Restriction of leaf-to-apex movement of HPTS during the induction of flowering. (A) Shoot apex containing HPTS (green) after 3 h of loading at the end of four LD12s (time point indicated by the arrow in Fig.1B). The strongest loading is seen in primordia. (B) Scanning electron micrograph of the shoot apex in A. (C) Shoot apex of a plant that received 6 additional hours of light at the end of the fourth LD12 and then was placed back in SD8s for a day (time point indicated by the arrow in Fig.1C). No HPTS is evident at the shoot apex. (D) Scanning electron micrograph of the shoot apex in C. (E) The shoot apex of a plant that received 6 additional hours of light at the end of the fourth LD12 and then one SD8 before being placed into continuous light before assay (time point indicated by the arrow in Fig.1D). No HPTS is evident at the shoot apex. (F) Scanning electron micrograph of the shoot apex in E. Leaf primordia generally are triangular in shape (B), whereas flower primordia (f) are radially symmetrical after initiation (F). Chlorophyll autofluorescence appears red. (Scale bar, 60 μm.)

Figure 3

Trafficking of fluorescent tracer to shoot apices under different growth conditions and genetic backgrounds.
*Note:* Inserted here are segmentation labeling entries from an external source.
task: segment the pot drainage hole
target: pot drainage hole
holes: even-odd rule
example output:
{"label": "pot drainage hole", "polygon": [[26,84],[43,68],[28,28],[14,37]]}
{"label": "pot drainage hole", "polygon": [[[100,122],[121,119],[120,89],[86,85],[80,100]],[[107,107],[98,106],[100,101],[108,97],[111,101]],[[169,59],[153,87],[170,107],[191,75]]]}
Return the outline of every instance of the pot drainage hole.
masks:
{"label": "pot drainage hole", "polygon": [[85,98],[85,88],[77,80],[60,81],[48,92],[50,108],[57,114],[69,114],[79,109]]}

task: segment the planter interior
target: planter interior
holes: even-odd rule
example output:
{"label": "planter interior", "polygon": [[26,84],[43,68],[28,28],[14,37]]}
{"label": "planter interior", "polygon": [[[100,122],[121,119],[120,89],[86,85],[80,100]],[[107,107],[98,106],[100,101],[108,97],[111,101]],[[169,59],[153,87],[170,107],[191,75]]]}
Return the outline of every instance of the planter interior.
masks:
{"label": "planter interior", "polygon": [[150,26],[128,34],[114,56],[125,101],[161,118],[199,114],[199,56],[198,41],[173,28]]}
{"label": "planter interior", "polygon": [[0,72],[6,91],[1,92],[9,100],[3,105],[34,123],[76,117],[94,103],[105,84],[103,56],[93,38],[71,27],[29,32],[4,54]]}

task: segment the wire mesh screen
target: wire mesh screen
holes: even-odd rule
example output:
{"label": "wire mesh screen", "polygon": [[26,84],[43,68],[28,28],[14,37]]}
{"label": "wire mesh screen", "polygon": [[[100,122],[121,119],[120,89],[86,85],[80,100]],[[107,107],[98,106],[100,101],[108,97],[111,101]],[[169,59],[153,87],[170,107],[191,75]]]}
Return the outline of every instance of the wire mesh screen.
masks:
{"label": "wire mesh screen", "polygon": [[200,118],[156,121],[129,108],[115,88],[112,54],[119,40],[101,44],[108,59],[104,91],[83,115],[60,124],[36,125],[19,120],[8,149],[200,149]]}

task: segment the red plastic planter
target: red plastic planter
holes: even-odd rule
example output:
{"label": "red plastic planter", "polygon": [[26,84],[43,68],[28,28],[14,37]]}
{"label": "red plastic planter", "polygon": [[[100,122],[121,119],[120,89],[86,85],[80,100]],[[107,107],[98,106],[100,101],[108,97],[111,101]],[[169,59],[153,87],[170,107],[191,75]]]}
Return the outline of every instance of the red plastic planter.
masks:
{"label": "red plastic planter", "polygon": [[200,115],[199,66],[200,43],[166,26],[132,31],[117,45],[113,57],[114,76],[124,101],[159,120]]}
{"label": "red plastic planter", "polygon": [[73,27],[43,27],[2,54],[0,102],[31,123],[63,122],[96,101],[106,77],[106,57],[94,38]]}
Wild-type Arabidopsis (Ler), and different flowering-time mutants (in the Ler background) were monitored under different light regimes. (A) Twenty-three SD8s followed by induction with LD12 treatment. (B) Twenty-six SD8 followed by induction with LD16. In A and B the x axes are inductive days (LD12 and LD16, respectively) after SD8 treatment. (C) Ler under continuous LD16s. (D) phyB-6 (23) under continuous LD16. (E) ft-1 (37) under continuous LD16. (F) co (20) under continuous LD16. (G) Continuous SD8s. (H) phyB-6 under continuous SD8. (I) tfl-1 (24) under continuous SD8. In C–I the x axes are days that the plants were grown after vernalization. All data shown are from best-fit analysis using the least-square method, where r2 (the coefficient of determination) was always higher than 0.9 (value of 1 represents a perfect correlation). The red lines represent the number of macro- and microscopically visible organs on the primary shoot (leaves, flowers, and corresponding primordia). The blue lines represent the number of leaves on the primary shoot, which remains constant after flowering (yellow areas). (Leaves were counted after plants had produced inflorescence stems and all leaves were visible macroscopically; these plants were not manipulated but are representatives from the same population of plants used to score primordia and HPTS loading.) The green lines represent the percentage of shoot apices that traffic fluorescent tracer; these data also are simplified into a bar graph containing a gradient of green (plants traffic) to white (no plants traffic).